Comment mener le spectateur par le bout du nez quand on lui donne la fin du film dans les premières scènes? C'était le défi relevé par Titanic, c'est celui que tente Lars von Trier avec sa dernière réalisation, Melancholia. Mélange de styles avec forte dose d'une apparence de dogme, mise en perspective et propos empreints d'un symbolisme transparent: le message est diamétralement opposé, mais on a du mal à ne pas y déceler un parallèle, une version noire et tragique du lumineux Tree of Life [L'arbre de vie] de Malick.
Il ne reste que quelques jours à vivre à notre vieille Terre.
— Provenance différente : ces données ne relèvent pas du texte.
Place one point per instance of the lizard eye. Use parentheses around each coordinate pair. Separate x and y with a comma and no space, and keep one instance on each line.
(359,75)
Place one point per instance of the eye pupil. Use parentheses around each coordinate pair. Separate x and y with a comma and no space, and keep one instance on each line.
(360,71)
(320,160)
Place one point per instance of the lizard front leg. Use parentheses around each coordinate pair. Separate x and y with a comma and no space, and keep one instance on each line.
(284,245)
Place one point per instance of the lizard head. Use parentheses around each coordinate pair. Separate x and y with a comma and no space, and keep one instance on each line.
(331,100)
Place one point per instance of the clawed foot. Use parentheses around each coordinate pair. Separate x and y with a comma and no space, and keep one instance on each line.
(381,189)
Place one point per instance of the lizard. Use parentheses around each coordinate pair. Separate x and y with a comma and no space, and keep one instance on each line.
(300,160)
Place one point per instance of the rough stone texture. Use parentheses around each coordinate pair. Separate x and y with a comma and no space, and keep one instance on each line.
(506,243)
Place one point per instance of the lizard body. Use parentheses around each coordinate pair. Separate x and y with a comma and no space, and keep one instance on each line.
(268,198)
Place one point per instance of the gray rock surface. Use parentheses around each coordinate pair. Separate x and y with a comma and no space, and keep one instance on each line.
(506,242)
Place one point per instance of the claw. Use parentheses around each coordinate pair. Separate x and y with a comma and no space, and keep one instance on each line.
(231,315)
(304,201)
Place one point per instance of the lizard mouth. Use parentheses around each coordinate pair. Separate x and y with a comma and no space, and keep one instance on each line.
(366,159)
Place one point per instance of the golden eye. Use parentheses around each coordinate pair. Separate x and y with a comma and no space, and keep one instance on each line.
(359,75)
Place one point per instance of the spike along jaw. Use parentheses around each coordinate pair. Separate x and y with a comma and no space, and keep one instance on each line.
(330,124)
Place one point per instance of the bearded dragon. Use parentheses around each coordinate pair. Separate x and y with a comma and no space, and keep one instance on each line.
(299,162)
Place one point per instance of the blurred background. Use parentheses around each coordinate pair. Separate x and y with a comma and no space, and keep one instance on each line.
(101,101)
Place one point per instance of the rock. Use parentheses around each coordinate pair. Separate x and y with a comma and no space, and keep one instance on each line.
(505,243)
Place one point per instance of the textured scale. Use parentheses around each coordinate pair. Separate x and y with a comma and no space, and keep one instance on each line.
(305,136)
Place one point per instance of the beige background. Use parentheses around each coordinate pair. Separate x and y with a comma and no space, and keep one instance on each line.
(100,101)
Une énorme planète nommée Mélancholia est entraînée avec elle dans une danse de mort dont l'issue - le grand Néant - ne cesse de se préciser.
C'est le moment qu'a choisi Claire (Charlotte Gainsbourg) pour célébrer le mariage de sa soeur Justin (Kirsten Dunst) avec Michael (Alexander Skarsgard - le shériff vampire de True Blood)
Claire est le portrait d'une femme toujours en perpétuelle construction: déjà mariée au riche et fortuné John (Kiefer Sutherland), elle élève leur enfant.
La belle Justin, elle, semble la personnalisation d'un instinct destructeur qui s'amplifie avec l'arrivée de la mystérieuse planète.
Les caractères des deux femmes, si différents et si complémentaires s'affirment, se forment et se déforment au rythme des incertitudes sur l'issue de la collision annoncée...
Von Trier a construit son oeuvre en trois tableaux: un prologue, suite de magnifiques scènes léchées au ralenti qui rappellent Tarkovski - visage de Justin sur fond d'oiseaux qui tombent, morts, d'un ciel irréel, cheval paralysé à l'agonie, collision cosmique: instantanés sur les derniers moments de la planète -, et deux chapitres racontant les derniers jours vécus par les soeurs et leur entourage, en commençant par la soirée de mariage de Justin.
Pour cette dernière, qui forme donc son premier chapitre, von Trier opte clairement pour le style du Dogme - caméra baladeuse à l'épaule, flous et zoom rapides évoquant l'improvisation et le manque de moyens. La ressemblance avec l'excellent Festen est évidente.
Le dénuement technique en trompe-l'oeil (la distribution du banquet est impressionnante, les décors somptueux), la pseudo-improvisation apparente n'y sont hélas plus cautionnés par les habituelles justifications artistiques servant de cache-sexe à de triviales contraintes financières. Ils devraient être employés à souligner les motivations des personnages, ils ne font que souligner une confusion provoquée par le curieux mélange des relents disparates d'une histoire familiale à la Festen qui restera dans l'ombre avec la pression encore diffuse de l'épée de Damoclès qui plane sur la planète entière. Résultat: les comportements erratiques et tragi-comiques des protagonistes qui auraient fait le sel de cette partie tombent à plat.
Le second chapitre, plus concentré sur le sujet véritable du film, mieux maîtrisé, filmé de manière plus classique, se focalise sur les derniers jours des deux soeurs et de leur entourage immédiat.
Cette gigantesque planète "Mélancholia" dans laquelle s'abîmera la Terre symbolise bien sûr la dépression qui guette l'homme, ses personnages des principes élémentaires de ce même homme avec chacun leur façon de réagir, de tenter d'anticiper une fin pressentie et inéluctable.
La vision du monde de Trier est à l'opposé de celle de Malick, mais les procédés et les images utilisés - si l'on excepte le style "dogme travaillé" développé dans le premier chapitre - étonnamment semblables. Ici le cosmos récèle une sourde et fatale menace, là les étoiles illuminaient le ciel pour créer la vie. Ici on broit du noir par anticipation, là-bas les lendemains chantaient l'amour envers et contre tout.
L'intensité des émotions est comparable, et c'est sans doute plus votre vision du monde que les qualités techniques de l'un et de l'autre qui détermineront - s'il en est besoin - votre préférence.